Benar kata Atlas, tempat ini memiliki pemandangan lampu-lampu kota yang sangat baik, jauh lebih cantik dari atas sini dibandingkan dari jendela kamarku. Rasanya seperti aku melihat sesuatu yang semula menyebalkan—sudut-sudut kota yang sebagiannya tidak terurus, bisingnya jalanan, trotoar yang selalu ramai, bunga-bunga di trotoar yang kadang lupa disiram hingga mengering, halte bus yang sesak setiap jam sibuk. Tapi, sekarang semua sudut kota yang semula menyebalkan terlihat begitu kecil dan tidak nyata. Cahaya dari lampu-lampu gedung berkedip-kedip menyala di depan mataku dan aku melihat semuanya dari sudut pandang yang lebih luas, menyeluruh, dan itu tampak cantik.

Kami memilih duduk di bean bag berwarna hijau rumput, lalu Atlas memesan kopi dan jamur goreng tepung, sedangkan aku memesan cokelat panas. Sementara, Di bawah kaki kami, hamparan rumput terbentang dan kilauan lampu-lampu dari gedung-gedung kota memantul, menyala-nyala. Di sisi lain, suhu udara mencapai nyaris 22 derajat celsius.

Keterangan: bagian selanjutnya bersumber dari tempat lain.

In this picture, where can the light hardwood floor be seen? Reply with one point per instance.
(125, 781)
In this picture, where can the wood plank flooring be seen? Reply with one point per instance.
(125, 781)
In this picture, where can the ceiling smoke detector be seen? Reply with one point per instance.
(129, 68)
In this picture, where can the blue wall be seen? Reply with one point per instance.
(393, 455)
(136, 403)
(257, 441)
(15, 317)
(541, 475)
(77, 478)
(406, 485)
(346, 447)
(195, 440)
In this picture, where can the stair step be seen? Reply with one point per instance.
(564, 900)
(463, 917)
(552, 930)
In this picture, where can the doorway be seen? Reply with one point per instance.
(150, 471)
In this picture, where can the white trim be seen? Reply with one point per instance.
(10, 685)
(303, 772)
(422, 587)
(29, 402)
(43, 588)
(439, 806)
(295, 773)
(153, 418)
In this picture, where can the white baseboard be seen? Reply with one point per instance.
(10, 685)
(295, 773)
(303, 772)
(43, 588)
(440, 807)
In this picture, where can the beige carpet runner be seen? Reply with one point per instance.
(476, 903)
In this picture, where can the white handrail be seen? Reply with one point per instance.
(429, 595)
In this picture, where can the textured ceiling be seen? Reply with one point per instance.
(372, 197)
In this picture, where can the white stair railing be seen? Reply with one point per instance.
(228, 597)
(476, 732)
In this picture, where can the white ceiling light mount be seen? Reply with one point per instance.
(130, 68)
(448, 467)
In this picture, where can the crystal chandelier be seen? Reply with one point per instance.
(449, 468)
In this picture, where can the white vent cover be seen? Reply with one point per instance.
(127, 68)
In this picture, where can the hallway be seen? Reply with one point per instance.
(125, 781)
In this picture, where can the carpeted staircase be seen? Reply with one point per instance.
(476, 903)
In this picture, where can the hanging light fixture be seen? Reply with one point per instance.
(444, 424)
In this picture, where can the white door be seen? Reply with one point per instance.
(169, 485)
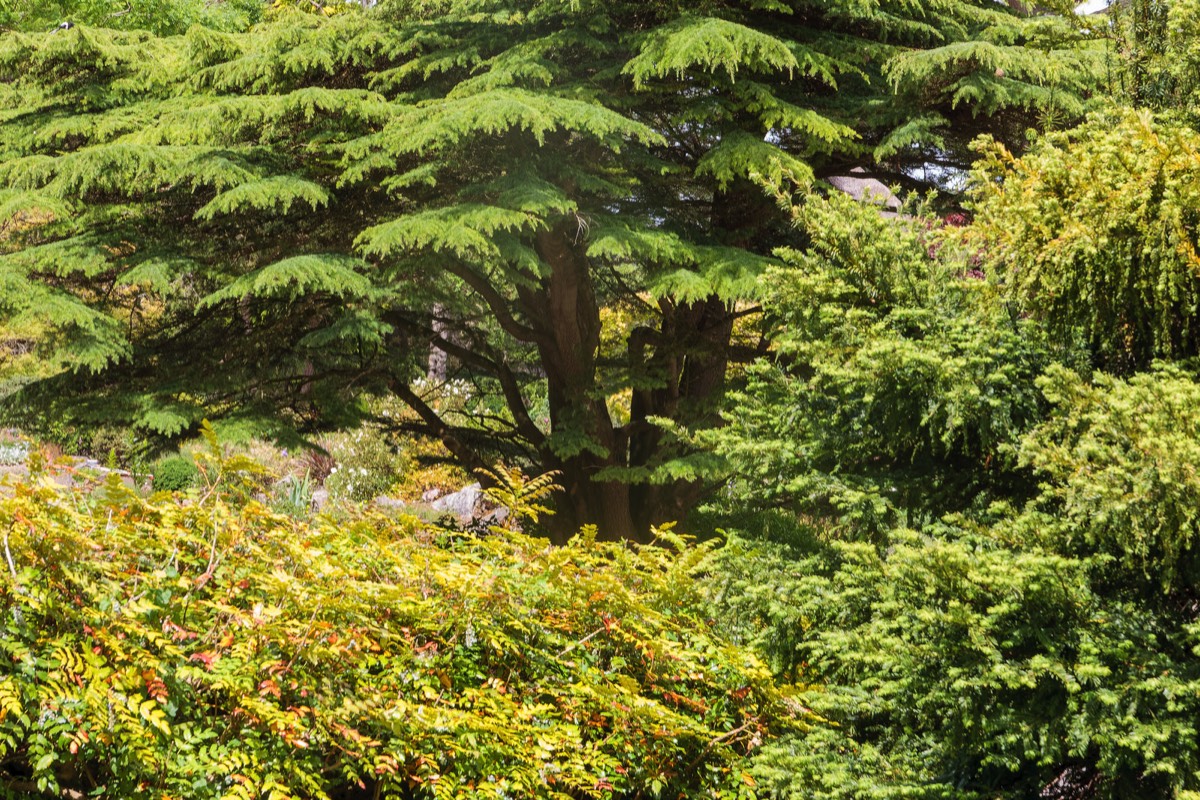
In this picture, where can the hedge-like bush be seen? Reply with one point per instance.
(173, 648)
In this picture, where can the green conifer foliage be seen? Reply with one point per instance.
(267, 224)
(1096, 233)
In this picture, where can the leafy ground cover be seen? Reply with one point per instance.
(196, 645)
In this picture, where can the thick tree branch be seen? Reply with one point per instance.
(496, 302)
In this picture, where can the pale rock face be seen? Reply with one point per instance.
(462, 503)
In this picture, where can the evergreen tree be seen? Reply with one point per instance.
(261, 226)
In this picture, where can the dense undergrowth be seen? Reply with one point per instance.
(204, 647)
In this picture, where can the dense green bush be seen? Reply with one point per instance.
(175, 474)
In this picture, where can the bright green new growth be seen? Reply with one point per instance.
(270, 223)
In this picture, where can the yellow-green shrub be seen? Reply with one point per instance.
(191, 648)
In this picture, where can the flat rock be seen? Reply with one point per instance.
(462, 504)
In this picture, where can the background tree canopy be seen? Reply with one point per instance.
(571, 199)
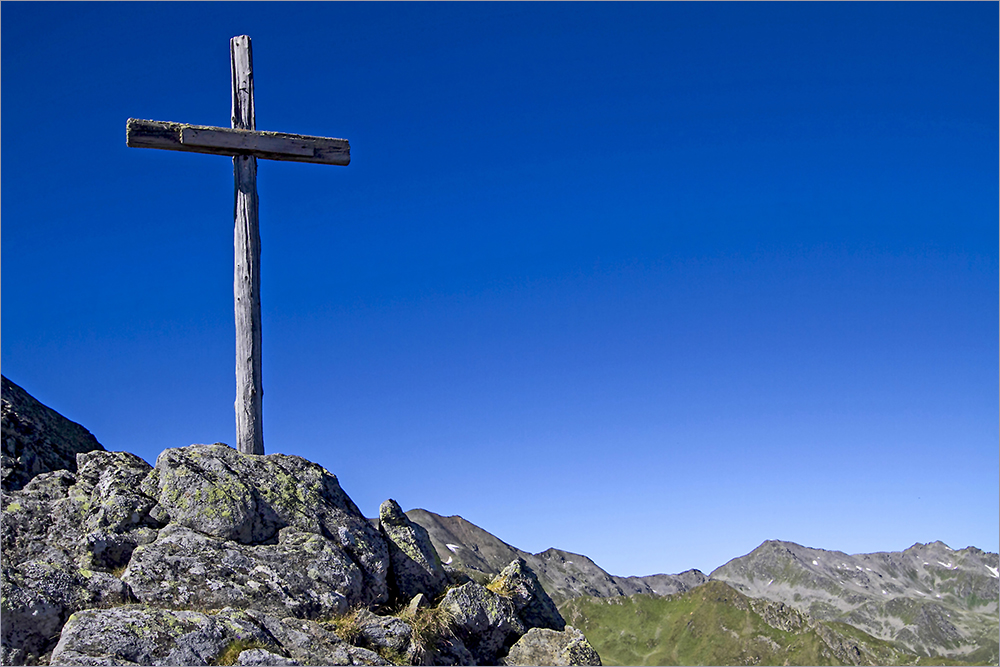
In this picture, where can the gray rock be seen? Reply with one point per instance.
(303, 575)
(144, 635)
(94, 518)
(215, 490)
(36, 438)
(415, 565)
(486, 623)
(419, 601)
(259, 656)
(541, 646)
(518, 582)
(137, 634)
(62, 534)
(38, 597)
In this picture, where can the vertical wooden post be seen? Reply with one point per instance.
(246, 280)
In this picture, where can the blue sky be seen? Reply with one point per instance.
(648, 282)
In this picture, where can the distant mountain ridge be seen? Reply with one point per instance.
(564, 575)
(928, 600)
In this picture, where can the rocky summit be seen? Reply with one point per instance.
(216, 557)
(212, 557)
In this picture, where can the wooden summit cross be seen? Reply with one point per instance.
(245, 144)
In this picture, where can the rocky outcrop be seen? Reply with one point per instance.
(486, 622)
(540, 646)
(518, 583)
(36, 439)
(415, 565)
(215, 557)
(144, 635)
(215, 490)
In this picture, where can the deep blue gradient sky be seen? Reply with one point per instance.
(649, 282)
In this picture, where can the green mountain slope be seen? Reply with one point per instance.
(930, 599)
(716, 625)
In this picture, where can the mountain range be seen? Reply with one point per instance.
(93, 539)
(927, 602)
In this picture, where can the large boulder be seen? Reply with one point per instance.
(486, 622)
(518, 583)
(249, 500)
(38, 597)
(303, 575)
(64, 538)
(36, 438)
(143, 635)
(541, 646)
(415, 565)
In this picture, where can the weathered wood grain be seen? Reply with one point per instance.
(225, 141)
(246, 275)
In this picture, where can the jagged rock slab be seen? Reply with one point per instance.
(303, 575)
(36, 438)
(62, 535)
(540, 646)
(415, 565)
(248, 500)
(929, 598)
(518, 583)
(144, 635)
(487, 623)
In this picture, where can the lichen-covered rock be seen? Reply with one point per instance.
(518, 582)
(259, 656)
(36, 438)
(137, 634)
(303, 575)
(486, 622)
(215, 490)
(541, 646)
(415, 565)
(144, 635)
(93, 518)
(383, 632)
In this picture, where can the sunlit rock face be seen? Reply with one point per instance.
(216, 557)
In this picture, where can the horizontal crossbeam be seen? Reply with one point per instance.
(224, 141)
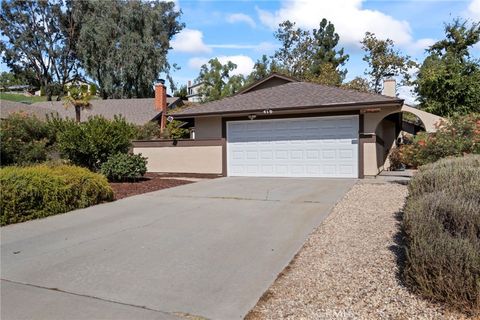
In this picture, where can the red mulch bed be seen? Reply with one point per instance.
(149, 183)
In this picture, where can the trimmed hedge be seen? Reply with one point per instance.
(91, 143)
(442, 227)
(124, 167)
(40, 191)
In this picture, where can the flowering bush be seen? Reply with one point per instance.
(457, 137)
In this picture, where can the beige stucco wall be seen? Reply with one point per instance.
(201, 159)
(208, 128)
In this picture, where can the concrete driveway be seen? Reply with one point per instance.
(208, 249)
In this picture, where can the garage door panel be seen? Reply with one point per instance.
(302, 147)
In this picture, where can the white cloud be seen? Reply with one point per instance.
(473, 10)
(264, 47)
(350, 19)
(190, 40)
(244, 63)
(241, 17)
(421, 45)
(197, 62)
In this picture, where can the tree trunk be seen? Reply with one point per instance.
(77, 113)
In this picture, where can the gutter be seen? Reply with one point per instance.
(360, 105)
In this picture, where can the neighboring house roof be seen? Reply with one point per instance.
(138, 111)
(287, 96)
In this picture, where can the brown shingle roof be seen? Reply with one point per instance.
(287, 96)
(138, 111)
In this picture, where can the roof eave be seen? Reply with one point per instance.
(355, 105)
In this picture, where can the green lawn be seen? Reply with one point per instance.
(17, 97)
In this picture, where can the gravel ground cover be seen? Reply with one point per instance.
(349, 266)
(151, 182)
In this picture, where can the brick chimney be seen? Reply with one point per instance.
(389, 87)
(161, 101)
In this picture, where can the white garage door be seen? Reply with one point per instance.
(297, 147)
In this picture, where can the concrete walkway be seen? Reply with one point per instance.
(208, 249)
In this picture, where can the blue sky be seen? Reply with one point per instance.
(242, 31)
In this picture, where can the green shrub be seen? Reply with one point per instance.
(148, 131)
(124, 167)
(173, 130)
(459, 136)
(84, 88)
(93, 90)
(91, 143)
(40, 191)
(442, 228)
(24, 139)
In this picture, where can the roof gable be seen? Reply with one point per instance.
(272, 80)
(289, 96)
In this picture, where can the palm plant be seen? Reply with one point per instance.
(79, 99)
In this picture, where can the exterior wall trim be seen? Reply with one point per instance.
(177, 143)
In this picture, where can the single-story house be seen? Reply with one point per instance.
(137, 111)
(281, 127)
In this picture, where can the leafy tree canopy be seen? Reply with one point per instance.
(217, 80)
(39, 37)
(384, 60)
(311, 55)
(123, 44)
(448, 82)
(359, 84)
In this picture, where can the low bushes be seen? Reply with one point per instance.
(461, 135)
(442, 227)
(91, 143)
(40, 191)
(124, 167)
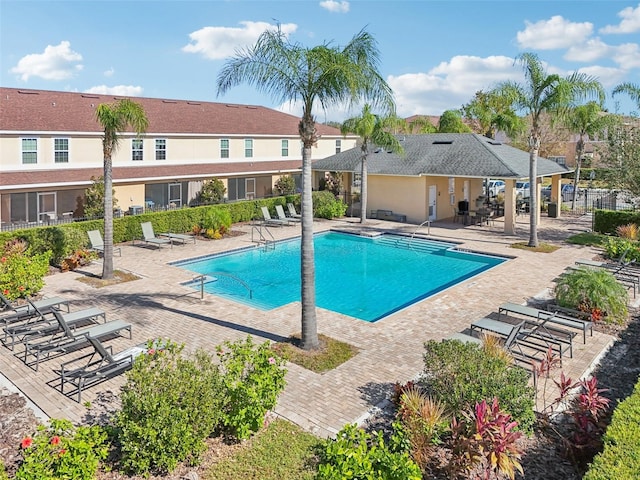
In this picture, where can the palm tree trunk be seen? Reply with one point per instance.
(309, 340)
(534, 142)
(107, 254)
(576, 174)
(363, 184)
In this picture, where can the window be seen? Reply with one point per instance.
(61, 150)
(136, 149)
(161, 149)
(224, 148)
(29, 150)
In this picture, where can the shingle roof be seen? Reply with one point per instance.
(445, 154)
(50, 111)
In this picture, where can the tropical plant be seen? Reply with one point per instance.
(285, 185)
(492, 113)
(324, 75)
(114, 119)
(451, 122)
(94, 198)
(589, 121)
(61, 451)
(212, 192)
(372, 129)
(544, 93)
(595, 291)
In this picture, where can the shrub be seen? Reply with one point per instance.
(595, 291)
(619, 458)
(325, 205)
(217, 220)
(461, 375)
(285, 185)
(170, 405)
(355, 454)
(61, 451)
(22, 273)
(252, 380)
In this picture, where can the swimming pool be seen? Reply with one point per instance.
(363, 277)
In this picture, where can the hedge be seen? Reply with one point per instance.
(65, 238)
(620, 458)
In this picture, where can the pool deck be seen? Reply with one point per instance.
(390, 350)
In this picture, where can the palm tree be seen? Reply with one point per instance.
(371, 129)
(327, 75)
(588, 121)
(544, 93)
(115, 118)
(630, 89)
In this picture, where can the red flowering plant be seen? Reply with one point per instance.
(62, 451)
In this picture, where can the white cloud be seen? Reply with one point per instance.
(333, 6)
(120, 90)
(553, 33)
(217, 43)
(57, 62)
(630, 22)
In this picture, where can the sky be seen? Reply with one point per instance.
(434, 54)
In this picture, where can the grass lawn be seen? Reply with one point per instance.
(282, 451)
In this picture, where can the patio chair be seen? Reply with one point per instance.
(97, 244)
(282, 216)
(12, 313)
(48, 325)
(149, 237)
(96, 367)
(292, 211)
(70, 339)
(272, 221)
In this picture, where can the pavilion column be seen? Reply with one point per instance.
(510, 207)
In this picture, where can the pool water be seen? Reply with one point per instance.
(363, 277)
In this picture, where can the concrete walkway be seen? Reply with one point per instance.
(390, 350)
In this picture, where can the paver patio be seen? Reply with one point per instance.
(390, 350)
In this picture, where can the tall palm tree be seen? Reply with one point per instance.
(327, 75)
(588, 121)
(371, 129)
(114, 119)
(630, 89)
(544, 93)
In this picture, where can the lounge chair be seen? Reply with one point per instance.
(149, 237)
(48, 325)
(272, 221)
(282, 216)
(292, 211)
(70, 339)
(97, 244)
(96, 367)
(12, 313)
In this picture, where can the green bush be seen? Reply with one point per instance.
(253, 377)
(22, 272)
(595, 291)
(62, 452)
(461, 375)
(620, 458)
(326, 205)
(354, 454)
(170, 405)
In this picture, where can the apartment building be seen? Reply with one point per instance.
(51, 148)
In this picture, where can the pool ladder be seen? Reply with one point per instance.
(211, 276)
(268, 244)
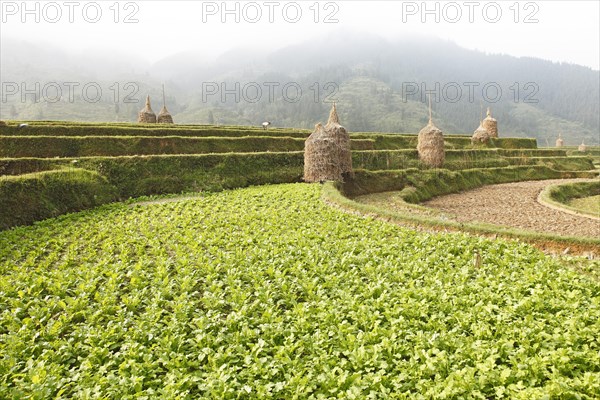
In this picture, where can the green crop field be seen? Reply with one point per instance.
(267, 292)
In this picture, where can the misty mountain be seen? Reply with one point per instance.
(379, 85)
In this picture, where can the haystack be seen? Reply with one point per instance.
(321, 157)
(430, 144)
(342, 139)
(146, 115)
(490, 124)
(481, 136)
(327, 154)
(163, 116)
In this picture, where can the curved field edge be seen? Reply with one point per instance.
(333, 194)
(268, 292)
(559, 196)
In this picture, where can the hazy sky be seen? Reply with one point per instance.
(555, 30)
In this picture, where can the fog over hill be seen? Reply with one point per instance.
(378, 84)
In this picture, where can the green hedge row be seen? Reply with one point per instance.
(48, 146)
(418, 186)
(149, 175)
(28, 198)
(362, 159)
(147, 130)
(559, 163)
(388, 141)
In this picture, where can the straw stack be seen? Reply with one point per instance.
(430, 144)
(327, 154)
(146, 115)
(490, 124)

"Jadi, apa rencananya?" Atlas menoleh ke arahku, sementara rambut gelombangnya yang mulai gondrong hampir menutupi matanya—aku tidak paham juga bagaimana bisa dia lolos dari pemeriksaan para guru setiap sebelum upacara hari Senin—tapi, rambutnya selalu dibiarkan tebal dan jarang dipangkas. Matanya cokelat dan jernih, sementara lampu-lampu gantung kecil berwarna kuning berkedip-kedip di atas kami, ini pertama kalinya kami duduk bersebelahan. Sedekat ini. Aneh sekali rasanya. Semula kami tidak kenal, aku hanya pengagum rahasianya dari jarak jauh, lalu kami dipertemukan di satu kelompok, dan sekarang kami berteman dekat. Bahkan, kuanggap Atlas jadi satu-satunya orang yang merayakan ulang tahun ketujuh belasku dengan mengajakku kemari. Kadang jantungku masih berdebar, meskipun sudah semakin terbiasa mengobrol dengannya.